MR WHITECROSS (continuing):

This is exactly the issue that Ms Follett's amendments seek to address. They agree with Mr Kaine that we have a right to freedom of speech and to put information. They take account of the point that some people do not like the scrum of supporters at the door. Information will be provided in an orderly, calm, peaceful way at the polling booth. Voters will be able to refer to it free from harassment of any kind. They will be able to refer to it or not refer to it as their mood takes them. They will be able to agree with or not agree with what they read about what the Labor Party, the Liberal Party, the Greens or Michael Moore wants them to do. They have all these options open to them, but at least they have the information.
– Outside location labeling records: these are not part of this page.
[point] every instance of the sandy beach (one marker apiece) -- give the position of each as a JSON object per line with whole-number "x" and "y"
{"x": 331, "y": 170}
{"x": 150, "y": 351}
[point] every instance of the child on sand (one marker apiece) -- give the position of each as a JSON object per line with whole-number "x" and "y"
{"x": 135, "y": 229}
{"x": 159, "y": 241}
Mr Kaine says, "They have plenty of opportunities to get the information beforehand". Indeed, they possibly will do so. It is interesting that Mr Kaine should say that people will be able to get this information beforehand when his frontbench is saying that providing this information is an anathema. It is also interesting that, in spite of the fact that, according to Mr Kaine's frontbench, if not Mr Kaine, providing how-to-vote cards is an anathema, the Liberal Party have not attempted to bring forward an amendment which will ban them outright. We all know that in Tasmania the Liberal Party are only too happy to have how-to-vote cards. How-to-vote cards are printed all over the place. Although the Liberal Party here will tell journalists and the community that how-to-vote cards are completely at odds with the Tasmanian Hare-Clark system, how-to-vote cards are part of the Tasmanian Hare-Clark system, but they are not allowed at the polling booth.
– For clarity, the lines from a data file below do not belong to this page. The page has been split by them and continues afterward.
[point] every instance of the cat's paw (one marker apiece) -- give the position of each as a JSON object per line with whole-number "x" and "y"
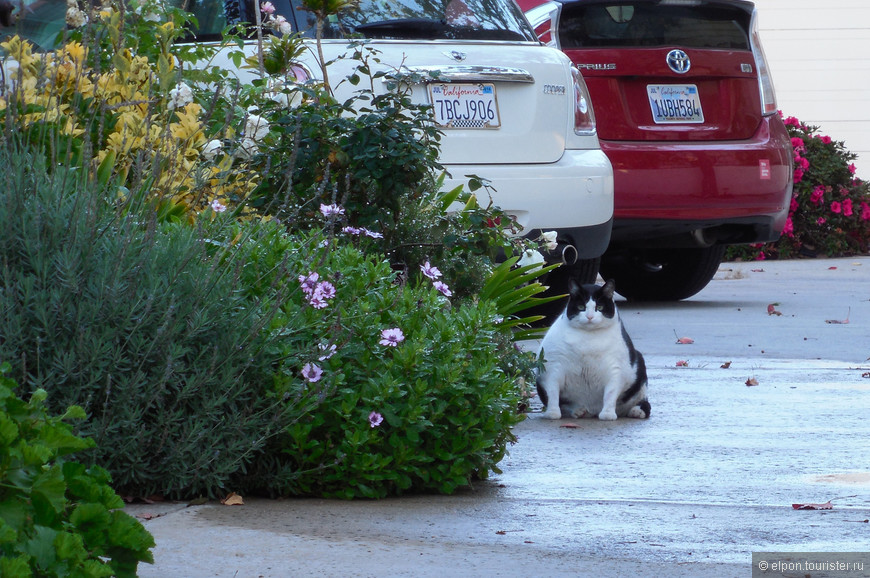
{"x": 552, "y": 414}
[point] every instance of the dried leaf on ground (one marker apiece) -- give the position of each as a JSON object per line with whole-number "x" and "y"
{"x": 233, "y": 500}
{"x": 826, "y": 506}
{"x": 837, "y": 322}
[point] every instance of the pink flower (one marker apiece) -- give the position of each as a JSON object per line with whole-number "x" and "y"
{"x": 443, "y": 288}
{"x": 818, "y": 194}
{"x": 312, "y": 372}
{"x": 375, "y": 419}
{"x": 331, "y": 210}
{"x": 430, "y": 271}
{"x": 308, "y": 282}
{"x": 328, "y": 351}
{"x": 392, "y": 337}
{"x": 847, "y": 207}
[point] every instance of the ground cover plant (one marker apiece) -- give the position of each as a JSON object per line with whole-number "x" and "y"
{"x": 57, "y": 517}
{"x": 228, "y": 316}
{"x": 830, "y": 208}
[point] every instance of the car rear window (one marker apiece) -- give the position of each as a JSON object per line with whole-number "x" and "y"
{"x": 645, "y": 24}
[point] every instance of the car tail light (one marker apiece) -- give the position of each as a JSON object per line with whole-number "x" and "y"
{"x": 765, "y": 82}
{"x": 543, "y": 19}
{"x": 584, "y": 116}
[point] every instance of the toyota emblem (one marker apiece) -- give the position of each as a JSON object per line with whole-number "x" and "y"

The Labor Party's argument is that restricting how-to-vote cards is an unreasonable intrusion on freedom of speech. If you think it is unreasonable to have a scrum of people at the door thrusting pieces of paper into voters' hands as they walk past - I have never found that to be particularly odious for most voters - adopt the way other jurisdictions such as New South Wales have addressed the problem of political parties giving voters information on how to vote when they get into the polling place. There is no reason why we should not do what New South Wales does. That is what Ms Follett's amendments seek to do.
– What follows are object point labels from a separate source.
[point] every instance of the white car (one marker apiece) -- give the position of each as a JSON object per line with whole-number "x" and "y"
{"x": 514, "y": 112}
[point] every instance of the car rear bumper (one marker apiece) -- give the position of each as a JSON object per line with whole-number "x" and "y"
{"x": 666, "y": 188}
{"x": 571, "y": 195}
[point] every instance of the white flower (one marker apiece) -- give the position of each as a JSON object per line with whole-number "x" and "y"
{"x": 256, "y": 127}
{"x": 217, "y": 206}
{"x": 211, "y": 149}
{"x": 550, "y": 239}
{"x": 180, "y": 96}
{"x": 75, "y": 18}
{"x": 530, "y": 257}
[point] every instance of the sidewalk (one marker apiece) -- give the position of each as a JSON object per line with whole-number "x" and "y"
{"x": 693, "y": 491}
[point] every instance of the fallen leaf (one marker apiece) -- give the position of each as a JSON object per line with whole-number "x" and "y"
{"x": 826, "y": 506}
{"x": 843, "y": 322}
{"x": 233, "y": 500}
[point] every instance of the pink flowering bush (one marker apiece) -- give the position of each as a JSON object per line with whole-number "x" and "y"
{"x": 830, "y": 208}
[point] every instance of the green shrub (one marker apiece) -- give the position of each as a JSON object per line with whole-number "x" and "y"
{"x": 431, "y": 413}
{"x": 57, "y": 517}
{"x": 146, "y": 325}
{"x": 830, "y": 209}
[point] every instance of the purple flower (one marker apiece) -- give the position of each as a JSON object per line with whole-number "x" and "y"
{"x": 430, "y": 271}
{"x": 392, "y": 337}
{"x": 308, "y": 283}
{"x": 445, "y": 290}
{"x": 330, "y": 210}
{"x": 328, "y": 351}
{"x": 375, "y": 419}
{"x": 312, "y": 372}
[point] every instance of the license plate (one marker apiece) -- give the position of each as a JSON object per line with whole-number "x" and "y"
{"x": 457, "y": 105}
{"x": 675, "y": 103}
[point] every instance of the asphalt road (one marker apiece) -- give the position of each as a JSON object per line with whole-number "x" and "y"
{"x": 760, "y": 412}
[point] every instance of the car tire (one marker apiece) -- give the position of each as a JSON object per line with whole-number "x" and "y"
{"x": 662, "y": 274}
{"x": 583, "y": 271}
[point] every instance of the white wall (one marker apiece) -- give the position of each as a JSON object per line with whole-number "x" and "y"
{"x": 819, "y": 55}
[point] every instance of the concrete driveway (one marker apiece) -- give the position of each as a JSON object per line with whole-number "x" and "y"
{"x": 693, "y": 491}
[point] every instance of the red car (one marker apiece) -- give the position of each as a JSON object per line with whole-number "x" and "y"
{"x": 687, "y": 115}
In this debate there has been some very bad reasoning by the Liberals. Ms Follett's amendments attempt to make sense of some of that reasoning by putting up a set of amendments which address the only logical argument that I have heard in the debate - which is the one about harassment, intimidation and wasted paper - by allowing how-to-vote cards to be displayed in the polling place. I cannot see why this Assembly should not support these amendments as a reasonable way of addressing the freedom of speech arguments so eloquently put by Mr Kaine and, at the same time, addressing the other concerns that have been raised in this place today.

MR HIRD (4.46): Mr Speaker, let us get right to the bottom line. The bottom line is that the Labor Party want to disembowel the Hare-Clark system. There is no question about that; none at all. In the Second Assembly they had a go at "disbowelling" the Hare-Clark system by trying to introduce above-the-line voting, before they took wise counsel and backed out.

Mr Connolly: "Disembowelling", not "disbowelling".